Zenobia no se sorprendió ante la asombrosa propuesta de Aureliano, aunque no la esperaba.

—Ya estuve casada con uno. Te recuerdo que mi esposo Odenato fue proclamado senador, augusto de Oriente y defensor de la frontera. De modo que, visto de esta forma, ahora soy la viuda de un senador romano.

—Piénsalo bien. Sólo tienes esas dos alternativas: o te casas con un senador o…

—O me ejecutarás. Y si decido casarme para salvar mi vida, ¿quién sería mi esposo? Imagino que ya habrás decidido quién es el candidato idóneo para ocupar mi cama.

—Sí; he hablado con él y está de acuerdo. Se trata de un prestigioso senador. Es viudo, tiene cuarenta años y posee una de las mayores fortunas de Roma. Su linaje no es de los más nobles; su abuelo era un comerciante hispano que se hizo rico vendiendo salazones en los mercados y su padre alcanzó la magistratura senatorial merced a su dinero. Ha realizado su
cursus honorum
ocupando todas las magistraturas; ha sido cuestor, edil, curul y pretor. Sólo le falta ser cónsul, aunque eso imagino que ya vendrá, pues tiene condiciones y apoyos para ello. Una boda con la que fue reina de Palmira elevaría su rango nobiliario de caballero a patricio. Además, sé que es un hombre honrado y un ejemplo como
pater familias
. —Así denominaban los romanos al varón cabeza de un linaje, verdadero dueño y señor absoluto del hogar—. Si te casas con él, te aseguro que te tratará bien y que serás dichosa a su lado. Y creo que él estará encantado de llevar a su cama a una mujer tan hermosa como tú. ¿Qué hombre no lo estaría por hacerle el amor a la mujer más bella del mundo?
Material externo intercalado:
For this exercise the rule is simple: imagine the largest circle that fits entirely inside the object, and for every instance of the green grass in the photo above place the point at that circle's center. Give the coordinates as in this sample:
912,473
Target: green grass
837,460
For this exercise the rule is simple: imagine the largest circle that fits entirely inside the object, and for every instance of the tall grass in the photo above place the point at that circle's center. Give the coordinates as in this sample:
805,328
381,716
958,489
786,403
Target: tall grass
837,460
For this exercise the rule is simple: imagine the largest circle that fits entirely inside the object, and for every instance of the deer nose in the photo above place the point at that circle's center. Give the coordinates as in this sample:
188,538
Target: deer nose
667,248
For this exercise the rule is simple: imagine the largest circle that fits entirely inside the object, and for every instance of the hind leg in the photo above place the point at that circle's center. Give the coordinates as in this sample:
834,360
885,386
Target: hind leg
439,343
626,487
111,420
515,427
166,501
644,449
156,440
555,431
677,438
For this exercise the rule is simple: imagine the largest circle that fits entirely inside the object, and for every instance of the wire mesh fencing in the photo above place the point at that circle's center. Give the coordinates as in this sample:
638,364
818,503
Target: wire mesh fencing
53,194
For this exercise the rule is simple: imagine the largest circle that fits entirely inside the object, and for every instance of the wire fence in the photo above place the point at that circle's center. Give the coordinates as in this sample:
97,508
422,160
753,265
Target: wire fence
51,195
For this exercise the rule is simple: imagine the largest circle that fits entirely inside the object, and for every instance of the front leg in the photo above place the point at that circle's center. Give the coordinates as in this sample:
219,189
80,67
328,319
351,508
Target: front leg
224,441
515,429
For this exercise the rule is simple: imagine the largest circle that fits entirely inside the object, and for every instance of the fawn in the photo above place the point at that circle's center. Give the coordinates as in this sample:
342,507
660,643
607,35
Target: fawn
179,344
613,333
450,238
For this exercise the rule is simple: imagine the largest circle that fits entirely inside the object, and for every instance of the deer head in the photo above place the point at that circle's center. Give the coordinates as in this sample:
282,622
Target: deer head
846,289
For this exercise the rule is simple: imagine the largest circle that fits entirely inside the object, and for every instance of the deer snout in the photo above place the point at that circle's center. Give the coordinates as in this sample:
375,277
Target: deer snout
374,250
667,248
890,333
»¿Sabes?, el día del desfile yo era el protagonista absoluto, pero la verdad es que los hombres de Roma sólo tenían ojos para ti. Algunos dijeron que eras la mujer más bella que jamás habían visto; entre ellos estaba el senador que si aceptas mi propuesta se convertirá en tu esposo.

—¿De cuánto tiempo dispongo para decidirlo?

—El Senado comienza a sentirse molesto por tu situación; hay quien no ve bien que permanezcas en este palacio y no creo que tarden mucho en proponer que se te traslade a una verdadera prisión.

—Antes de decidir me gustaría conocerlo.

—De acuerdo. Le diré que venga a verte esta misma semana, y que lo haga con toda discreción.

Hacía dos años de la última vez que se había acostado con un hombre. Lo recordaba bien; fue en verano, unos pocos días antes de que comenzara el asedio a Palmira por las legiones de Aureliano.

Hacía calor, estaba sola y tenía miedo. Y entonces llegó Giorgios, su amante, e hicieron el amor en el palacio; mientras duró aquel encuentro se sintió segura en los brazos del ateniense.

El senador había anunciado que la visitaría a la hora nona, antes de la cena. Zenobia no estaba nerviosa, pero sentía cierta curiosidad por conocer al hombre que Aureliano le había elegido.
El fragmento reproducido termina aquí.